Nevertheless, the effect of a nitro group on killing bacteria was clearly demonstrated on compounds 3H and 3I. Overall, we can conclude that the 5-aryl substituent on the thiazolidin-4-one ring required a halogenic group and/or a nitro group at either the ortho- or para- position for the inhibitory activity on S. aureus and MRSA. The number of compounds tested is limited, and further research with more compounds to fully explore these hypotheses is warranted.

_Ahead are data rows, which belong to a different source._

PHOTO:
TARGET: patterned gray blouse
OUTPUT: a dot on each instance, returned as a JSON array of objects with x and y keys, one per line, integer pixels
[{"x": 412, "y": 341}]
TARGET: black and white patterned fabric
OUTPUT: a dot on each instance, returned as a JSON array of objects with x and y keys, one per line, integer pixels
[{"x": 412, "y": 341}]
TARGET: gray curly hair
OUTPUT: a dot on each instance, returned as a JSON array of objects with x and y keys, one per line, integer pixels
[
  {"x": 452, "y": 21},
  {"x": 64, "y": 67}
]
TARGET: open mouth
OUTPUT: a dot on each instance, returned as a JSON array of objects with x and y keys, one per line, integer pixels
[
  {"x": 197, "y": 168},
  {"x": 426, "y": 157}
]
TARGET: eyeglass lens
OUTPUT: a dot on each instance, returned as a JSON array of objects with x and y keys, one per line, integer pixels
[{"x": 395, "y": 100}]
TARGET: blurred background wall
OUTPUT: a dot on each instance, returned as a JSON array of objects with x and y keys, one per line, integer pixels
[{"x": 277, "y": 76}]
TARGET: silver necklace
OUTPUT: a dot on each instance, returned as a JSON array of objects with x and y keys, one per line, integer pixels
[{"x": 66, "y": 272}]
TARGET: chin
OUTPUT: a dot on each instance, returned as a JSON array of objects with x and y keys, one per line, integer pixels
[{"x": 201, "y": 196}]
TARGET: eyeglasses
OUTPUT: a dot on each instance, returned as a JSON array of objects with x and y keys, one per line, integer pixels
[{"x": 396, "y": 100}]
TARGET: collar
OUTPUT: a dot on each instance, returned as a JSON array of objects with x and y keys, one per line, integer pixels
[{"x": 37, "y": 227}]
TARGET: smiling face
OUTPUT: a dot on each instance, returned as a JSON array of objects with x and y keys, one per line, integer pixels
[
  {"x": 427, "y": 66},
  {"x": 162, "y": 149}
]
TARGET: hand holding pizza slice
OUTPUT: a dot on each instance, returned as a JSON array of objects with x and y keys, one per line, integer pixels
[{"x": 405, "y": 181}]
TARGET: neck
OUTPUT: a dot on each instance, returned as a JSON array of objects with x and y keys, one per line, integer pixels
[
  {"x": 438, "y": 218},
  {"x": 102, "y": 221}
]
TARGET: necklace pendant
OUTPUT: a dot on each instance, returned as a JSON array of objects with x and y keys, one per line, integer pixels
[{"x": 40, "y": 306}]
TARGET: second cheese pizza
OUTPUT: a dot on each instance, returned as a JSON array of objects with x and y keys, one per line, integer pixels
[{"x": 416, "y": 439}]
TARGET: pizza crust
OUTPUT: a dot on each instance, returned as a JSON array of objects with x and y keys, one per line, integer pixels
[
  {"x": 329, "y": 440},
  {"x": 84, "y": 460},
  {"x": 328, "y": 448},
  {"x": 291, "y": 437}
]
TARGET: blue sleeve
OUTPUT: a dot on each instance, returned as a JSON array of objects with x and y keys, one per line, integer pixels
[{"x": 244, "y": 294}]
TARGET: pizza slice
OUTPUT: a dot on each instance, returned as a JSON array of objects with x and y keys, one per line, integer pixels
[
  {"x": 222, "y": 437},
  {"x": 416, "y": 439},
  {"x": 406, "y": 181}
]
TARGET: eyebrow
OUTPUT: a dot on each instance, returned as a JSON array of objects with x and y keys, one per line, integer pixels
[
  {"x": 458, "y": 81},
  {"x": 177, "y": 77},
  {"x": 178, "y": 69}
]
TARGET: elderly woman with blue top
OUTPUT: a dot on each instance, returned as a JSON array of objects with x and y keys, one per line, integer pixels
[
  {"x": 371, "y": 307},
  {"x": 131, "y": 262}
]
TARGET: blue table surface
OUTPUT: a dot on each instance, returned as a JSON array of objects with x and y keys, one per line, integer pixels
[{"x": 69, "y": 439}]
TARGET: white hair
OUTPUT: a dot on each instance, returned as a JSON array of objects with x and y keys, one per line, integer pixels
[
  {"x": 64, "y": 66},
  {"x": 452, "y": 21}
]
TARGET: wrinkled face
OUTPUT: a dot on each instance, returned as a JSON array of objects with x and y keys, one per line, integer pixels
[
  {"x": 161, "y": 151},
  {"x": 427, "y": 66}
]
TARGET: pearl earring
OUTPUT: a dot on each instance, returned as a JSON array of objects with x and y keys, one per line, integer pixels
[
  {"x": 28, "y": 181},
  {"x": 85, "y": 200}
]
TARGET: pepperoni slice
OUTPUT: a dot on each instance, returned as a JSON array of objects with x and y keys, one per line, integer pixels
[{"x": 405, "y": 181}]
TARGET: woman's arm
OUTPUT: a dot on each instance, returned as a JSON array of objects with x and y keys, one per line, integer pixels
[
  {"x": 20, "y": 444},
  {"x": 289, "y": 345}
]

The MICs of 6 compounds illustrated good activity, especially compounds 3B, 3E, and 3H with MICs of ≤8 μg/mL for S. aureus and MRSA, compared with the positive control, and novel compounds in previous studies [9, 1011, 20]. Therefore, these compounds can be further investigated in the quest for new antimicrobial agents. Although some compounds showed promising activities on S. aureus and MRSA, only one strain of each type of bacteria was tested in our study. To confirm their effectiveness, other clinical isolates of these 2 bacteria should be investigated in future studies. The safety of the newly discovered compounds is considered as one of the most important aspects in the drug development process. Their relative lack of water solubility may limit their formulation. Our study is limited because no cytotoxicity test was conducted. Other methods such as 96-well plate microdilution, recommended by the Clinical Laboratory Standards Institute (CLSI), could be used to confirm our findings in further studies.
Conclusion
In the present study, we achieved 3 objectives. The first was synthesis of 12 novel derivatives of 2-(2-iodophenylimino)5-arylidenethiazolidin-4-one, which are not yet to be found in chemical databases such as ChemSpider and PubChem. The second was to improve the synthetic process with simple laboratory equipment. The third was to investigate the antimicrobial activity of the synthesized compounds. Among them, 3 compounds, 3B, 3E, and 3H, show good antibacterial activities with low MICs (≤8 μg/mL) on S. aureus and MRSA. The result could be a starting point for the development of future antimicrobial agents.